The formula for the distance \( d \) from a point \( (x_1, y_1) \) to a line \( ax + by + c = 0 \) is: \[ d = \frac{|a x_1 + b y_1 + c|}{\sqrt{a^2 + b^2}} \]

Substitute the values \( a = 7, b = -3, c = 10, \) and \( (x_1, y_1) = (1, -1) \): \[ d = \frac{|7(1) - 3(-1) + 10|}{\sqrt{7^2 + (-3)^2}} = \frac{|7 + 3 + 10|}{\sqrt{49 + 9}} = \frac{20}{\sqrt{58}} \] \[ r = \frac{20}{\sqrt{58}} \]

Step 4: Formulate the equation of the circle.

The equation of a circle with center \( (h, k) \) and radius \( r \) is \( (x - h)^2 + (y - k)^2 = r^2 \). Using the derived center \( (1, -1) \) and radius squared \( r^2 = \left(\frac{20}{\sqrt{58}}\right)^2 = \frac{400}{58} = \frac{200}{29} \):

\[ (x - 1)^2 + (y + 1)^2 = r^2 = \frac{400}{58} = \frac{200}{29} \] \] \[ (x - 1)^2 + (y + 1)^2 = \frac{200}{29} \]

Step 5: Identify the point of tangency (P).

The equations for the circle and the tangent line are: \[ (x - 1)^2 + (y + 1)^2 = \frac{200}{29} \] \[ 7x - 3y + 10 = 0 \] From the tangent line equation, we can express \( y \) in terms of \( x \): \[ \Rightarrow y = \frac{7x + 10}{3} \]

Substitute this expression for \( y \) into the circle's equation: \[ (x - 1)^2 + \left(\frac{7x + 10}{3} + 1\right)^2 = \frac{200}{29} \] \[ (x - 1)^2 + \left(\frac{7x + 13}{3}\right)^2 = \frac{200}{29} \]
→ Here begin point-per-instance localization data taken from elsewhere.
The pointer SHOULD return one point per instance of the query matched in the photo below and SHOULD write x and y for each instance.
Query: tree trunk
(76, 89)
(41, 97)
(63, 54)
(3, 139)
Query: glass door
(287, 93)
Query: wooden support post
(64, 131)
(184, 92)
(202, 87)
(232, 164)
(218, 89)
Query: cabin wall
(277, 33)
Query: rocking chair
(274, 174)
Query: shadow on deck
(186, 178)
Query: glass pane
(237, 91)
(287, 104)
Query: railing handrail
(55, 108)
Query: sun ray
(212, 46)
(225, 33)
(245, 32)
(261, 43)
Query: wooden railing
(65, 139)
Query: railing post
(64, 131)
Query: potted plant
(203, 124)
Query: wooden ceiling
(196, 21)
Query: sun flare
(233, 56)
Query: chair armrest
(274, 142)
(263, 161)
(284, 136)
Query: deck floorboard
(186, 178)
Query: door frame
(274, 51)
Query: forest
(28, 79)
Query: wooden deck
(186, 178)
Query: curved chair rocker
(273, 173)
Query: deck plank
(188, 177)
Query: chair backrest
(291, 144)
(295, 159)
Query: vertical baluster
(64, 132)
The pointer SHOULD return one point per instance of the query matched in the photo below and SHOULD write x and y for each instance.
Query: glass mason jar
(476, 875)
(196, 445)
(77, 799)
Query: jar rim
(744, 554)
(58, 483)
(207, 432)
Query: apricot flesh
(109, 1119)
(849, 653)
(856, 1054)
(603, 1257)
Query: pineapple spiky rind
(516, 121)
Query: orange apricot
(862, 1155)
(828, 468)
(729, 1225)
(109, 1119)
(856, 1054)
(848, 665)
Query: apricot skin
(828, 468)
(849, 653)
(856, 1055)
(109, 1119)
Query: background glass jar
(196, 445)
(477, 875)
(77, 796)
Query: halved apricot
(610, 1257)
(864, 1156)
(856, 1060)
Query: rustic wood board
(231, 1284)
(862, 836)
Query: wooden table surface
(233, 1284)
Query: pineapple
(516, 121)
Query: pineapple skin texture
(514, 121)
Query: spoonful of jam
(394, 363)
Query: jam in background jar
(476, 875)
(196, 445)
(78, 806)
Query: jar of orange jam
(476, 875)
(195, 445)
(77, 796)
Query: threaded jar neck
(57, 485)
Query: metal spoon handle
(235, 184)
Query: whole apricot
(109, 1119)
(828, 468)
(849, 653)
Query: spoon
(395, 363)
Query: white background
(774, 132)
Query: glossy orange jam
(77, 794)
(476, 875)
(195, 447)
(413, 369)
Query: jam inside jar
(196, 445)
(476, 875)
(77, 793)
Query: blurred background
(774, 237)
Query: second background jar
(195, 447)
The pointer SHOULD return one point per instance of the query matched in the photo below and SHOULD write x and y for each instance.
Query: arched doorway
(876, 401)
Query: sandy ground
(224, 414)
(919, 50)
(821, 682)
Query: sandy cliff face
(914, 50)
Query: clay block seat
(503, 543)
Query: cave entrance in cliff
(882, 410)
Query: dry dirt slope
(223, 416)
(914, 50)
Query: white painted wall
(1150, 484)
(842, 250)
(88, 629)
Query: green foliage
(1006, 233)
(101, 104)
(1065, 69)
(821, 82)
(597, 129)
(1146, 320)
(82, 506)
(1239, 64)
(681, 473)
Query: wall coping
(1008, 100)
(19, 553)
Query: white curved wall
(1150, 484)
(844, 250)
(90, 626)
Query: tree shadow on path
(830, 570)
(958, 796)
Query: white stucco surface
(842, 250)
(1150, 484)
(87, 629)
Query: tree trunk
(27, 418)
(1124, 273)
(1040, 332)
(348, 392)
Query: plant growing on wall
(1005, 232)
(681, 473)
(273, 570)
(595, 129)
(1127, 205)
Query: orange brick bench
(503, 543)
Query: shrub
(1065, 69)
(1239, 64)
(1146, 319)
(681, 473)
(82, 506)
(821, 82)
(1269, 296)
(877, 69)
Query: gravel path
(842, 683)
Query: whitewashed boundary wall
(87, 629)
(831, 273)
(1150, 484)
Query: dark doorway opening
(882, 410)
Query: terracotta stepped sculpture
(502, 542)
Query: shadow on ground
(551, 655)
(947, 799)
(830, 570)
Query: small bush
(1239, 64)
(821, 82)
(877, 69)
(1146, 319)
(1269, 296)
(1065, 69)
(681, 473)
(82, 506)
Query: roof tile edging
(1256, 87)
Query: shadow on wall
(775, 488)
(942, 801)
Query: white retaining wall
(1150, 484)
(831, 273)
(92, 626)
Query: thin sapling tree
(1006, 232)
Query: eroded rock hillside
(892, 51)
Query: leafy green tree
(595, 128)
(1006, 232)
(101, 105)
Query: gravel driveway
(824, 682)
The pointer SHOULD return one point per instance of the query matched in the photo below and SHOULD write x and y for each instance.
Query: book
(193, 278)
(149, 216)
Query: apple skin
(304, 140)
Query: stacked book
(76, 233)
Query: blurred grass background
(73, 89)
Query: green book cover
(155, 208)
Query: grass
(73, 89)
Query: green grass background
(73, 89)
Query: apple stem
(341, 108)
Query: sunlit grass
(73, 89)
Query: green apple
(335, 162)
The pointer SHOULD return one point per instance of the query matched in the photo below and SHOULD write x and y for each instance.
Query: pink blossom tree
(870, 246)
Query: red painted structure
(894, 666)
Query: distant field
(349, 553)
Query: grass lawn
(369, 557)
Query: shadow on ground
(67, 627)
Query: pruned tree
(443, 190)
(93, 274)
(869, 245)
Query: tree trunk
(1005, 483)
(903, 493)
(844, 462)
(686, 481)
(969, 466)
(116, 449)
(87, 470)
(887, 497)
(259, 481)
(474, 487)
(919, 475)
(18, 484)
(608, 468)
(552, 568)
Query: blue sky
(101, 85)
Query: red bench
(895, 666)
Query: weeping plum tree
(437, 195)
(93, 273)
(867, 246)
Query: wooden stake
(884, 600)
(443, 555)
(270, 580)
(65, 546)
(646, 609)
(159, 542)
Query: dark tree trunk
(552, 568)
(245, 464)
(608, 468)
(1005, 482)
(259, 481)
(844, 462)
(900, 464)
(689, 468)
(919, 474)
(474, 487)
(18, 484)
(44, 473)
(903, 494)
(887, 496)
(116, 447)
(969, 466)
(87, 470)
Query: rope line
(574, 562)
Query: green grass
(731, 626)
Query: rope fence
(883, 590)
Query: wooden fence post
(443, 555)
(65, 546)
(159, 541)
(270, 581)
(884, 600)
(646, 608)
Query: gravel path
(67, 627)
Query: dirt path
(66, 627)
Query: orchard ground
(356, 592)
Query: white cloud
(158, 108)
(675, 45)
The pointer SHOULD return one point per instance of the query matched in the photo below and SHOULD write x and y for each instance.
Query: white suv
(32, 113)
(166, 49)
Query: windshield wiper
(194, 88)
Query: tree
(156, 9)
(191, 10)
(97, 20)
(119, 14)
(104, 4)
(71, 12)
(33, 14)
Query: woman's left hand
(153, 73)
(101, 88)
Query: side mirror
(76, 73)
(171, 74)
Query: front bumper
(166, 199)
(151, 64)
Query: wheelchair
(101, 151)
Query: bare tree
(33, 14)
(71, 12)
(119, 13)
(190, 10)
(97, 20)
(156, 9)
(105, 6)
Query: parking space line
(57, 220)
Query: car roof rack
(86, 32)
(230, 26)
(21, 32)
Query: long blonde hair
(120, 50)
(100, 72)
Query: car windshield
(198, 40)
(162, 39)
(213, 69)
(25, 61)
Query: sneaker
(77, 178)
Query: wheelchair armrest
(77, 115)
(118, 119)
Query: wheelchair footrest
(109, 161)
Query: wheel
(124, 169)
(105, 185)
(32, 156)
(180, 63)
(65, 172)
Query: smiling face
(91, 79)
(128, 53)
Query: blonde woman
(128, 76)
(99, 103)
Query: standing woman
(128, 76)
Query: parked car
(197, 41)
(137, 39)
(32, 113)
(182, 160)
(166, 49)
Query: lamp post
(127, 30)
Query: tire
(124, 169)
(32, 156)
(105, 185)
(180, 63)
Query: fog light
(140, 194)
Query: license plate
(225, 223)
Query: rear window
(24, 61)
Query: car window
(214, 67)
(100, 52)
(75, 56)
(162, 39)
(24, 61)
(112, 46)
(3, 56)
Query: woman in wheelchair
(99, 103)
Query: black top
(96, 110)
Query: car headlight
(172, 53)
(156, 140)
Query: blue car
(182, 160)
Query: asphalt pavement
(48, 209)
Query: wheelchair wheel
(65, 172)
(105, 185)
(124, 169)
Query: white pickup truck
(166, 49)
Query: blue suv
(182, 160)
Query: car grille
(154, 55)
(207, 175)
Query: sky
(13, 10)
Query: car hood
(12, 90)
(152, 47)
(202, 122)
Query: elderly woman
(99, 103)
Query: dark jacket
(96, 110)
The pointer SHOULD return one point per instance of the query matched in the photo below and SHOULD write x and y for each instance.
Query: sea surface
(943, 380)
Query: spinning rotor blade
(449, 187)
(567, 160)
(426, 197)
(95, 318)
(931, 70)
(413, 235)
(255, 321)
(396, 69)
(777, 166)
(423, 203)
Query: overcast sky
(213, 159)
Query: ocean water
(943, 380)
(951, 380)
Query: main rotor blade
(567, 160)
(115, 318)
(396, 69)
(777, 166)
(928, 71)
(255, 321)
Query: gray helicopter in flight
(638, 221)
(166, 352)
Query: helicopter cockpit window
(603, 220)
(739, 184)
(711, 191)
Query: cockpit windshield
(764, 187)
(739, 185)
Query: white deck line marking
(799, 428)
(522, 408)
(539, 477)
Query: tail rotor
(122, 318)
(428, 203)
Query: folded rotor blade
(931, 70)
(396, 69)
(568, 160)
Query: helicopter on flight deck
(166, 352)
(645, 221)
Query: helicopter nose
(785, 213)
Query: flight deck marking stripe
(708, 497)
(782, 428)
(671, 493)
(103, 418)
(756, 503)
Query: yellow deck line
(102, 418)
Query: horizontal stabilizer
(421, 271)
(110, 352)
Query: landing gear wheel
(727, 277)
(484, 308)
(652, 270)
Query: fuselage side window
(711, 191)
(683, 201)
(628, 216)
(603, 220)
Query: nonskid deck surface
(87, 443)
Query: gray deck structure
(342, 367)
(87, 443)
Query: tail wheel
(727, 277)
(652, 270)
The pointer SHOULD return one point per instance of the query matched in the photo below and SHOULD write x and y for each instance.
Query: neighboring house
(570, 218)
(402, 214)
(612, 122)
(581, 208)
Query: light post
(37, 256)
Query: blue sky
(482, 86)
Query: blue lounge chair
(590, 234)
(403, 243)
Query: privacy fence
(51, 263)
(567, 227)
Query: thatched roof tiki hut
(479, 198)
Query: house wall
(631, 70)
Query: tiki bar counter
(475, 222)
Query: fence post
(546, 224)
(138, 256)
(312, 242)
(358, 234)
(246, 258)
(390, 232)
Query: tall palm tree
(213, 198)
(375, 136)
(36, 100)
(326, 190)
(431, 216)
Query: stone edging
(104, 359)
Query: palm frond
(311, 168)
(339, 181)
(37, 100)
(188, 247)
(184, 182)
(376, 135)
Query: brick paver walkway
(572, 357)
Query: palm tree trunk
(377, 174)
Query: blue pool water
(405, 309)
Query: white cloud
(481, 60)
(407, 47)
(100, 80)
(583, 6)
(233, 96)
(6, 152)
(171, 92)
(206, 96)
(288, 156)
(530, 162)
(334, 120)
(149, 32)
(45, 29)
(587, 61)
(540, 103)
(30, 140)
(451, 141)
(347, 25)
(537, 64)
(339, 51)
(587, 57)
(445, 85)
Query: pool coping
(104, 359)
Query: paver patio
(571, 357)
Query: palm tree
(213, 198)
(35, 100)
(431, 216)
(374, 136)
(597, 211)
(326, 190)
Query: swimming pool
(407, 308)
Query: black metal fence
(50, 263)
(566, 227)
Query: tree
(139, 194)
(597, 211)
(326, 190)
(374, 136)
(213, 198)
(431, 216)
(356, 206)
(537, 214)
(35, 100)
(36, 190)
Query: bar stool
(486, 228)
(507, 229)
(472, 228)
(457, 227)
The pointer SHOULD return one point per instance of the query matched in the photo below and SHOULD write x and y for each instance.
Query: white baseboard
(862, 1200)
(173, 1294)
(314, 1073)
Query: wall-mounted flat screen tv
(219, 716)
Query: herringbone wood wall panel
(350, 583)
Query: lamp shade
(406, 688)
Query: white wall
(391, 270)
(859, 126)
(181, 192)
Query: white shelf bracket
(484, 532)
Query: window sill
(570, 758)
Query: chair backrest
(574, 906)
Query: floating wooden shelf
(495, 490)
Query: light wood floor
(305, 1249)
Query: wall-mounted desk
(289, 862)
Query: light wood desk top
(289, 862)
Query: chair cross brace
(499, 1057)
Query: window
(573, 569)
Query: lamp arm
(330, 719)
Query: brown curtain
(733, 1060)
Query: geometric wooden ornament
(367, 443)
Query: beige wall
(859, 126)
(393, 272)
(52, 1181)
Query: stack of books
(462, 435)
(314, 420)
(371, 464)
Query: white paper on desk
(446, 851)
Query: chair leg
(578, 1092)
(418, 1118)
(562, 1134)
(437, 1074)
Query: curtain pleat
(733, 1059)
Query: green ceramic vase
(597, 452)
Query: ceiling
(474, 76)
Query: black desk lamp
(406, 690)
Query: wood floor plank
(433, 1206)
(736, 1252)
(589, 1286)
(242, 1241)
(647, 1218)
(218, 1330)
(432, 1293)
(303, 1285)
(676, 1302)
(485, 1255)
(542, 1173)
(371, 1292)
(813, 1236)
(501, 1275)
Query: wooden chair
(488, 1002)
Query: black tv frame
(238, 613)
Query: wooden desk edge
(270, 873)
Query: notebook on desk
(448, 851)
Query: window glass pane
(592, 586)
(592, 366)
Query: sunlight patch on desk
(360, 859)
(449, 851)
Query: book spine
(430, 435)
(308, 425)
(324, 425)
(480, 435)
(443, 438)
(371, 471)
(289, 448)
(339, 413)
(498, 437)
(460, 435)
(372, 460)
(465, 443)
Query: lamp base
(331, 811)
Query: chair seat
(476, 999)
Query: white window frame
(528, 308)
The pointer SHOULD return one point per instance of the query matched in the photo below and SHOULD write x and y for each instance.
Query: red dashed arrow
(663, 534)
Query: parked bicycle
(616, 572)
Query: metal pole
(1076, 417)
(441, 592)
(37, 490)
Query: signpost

Expand and simplify the equation: \[ 9(x - 1)^2 + (7x + 13)^2 = \frac{1800}{29} \] \[ 9(x^2 - 2x + 1) + (49x^2 + 182x + 169) = \frac{1800}{29} \] \[ 58x^2 + 164x + 178 = \frac{1800}{29} \] Multiply by 29 to clear the fraction: \[ 1682x^2 + 4756x + 5162 = 1800 \] Rearrange into a quadratic equation: \[ 1682x^2 + 4756x + 3362 = 0 \] \] Since the line is tangent, the discriminant of this quadratic equation must be zero. This indicates a single point of contact \( P(\alpha, \beta) \).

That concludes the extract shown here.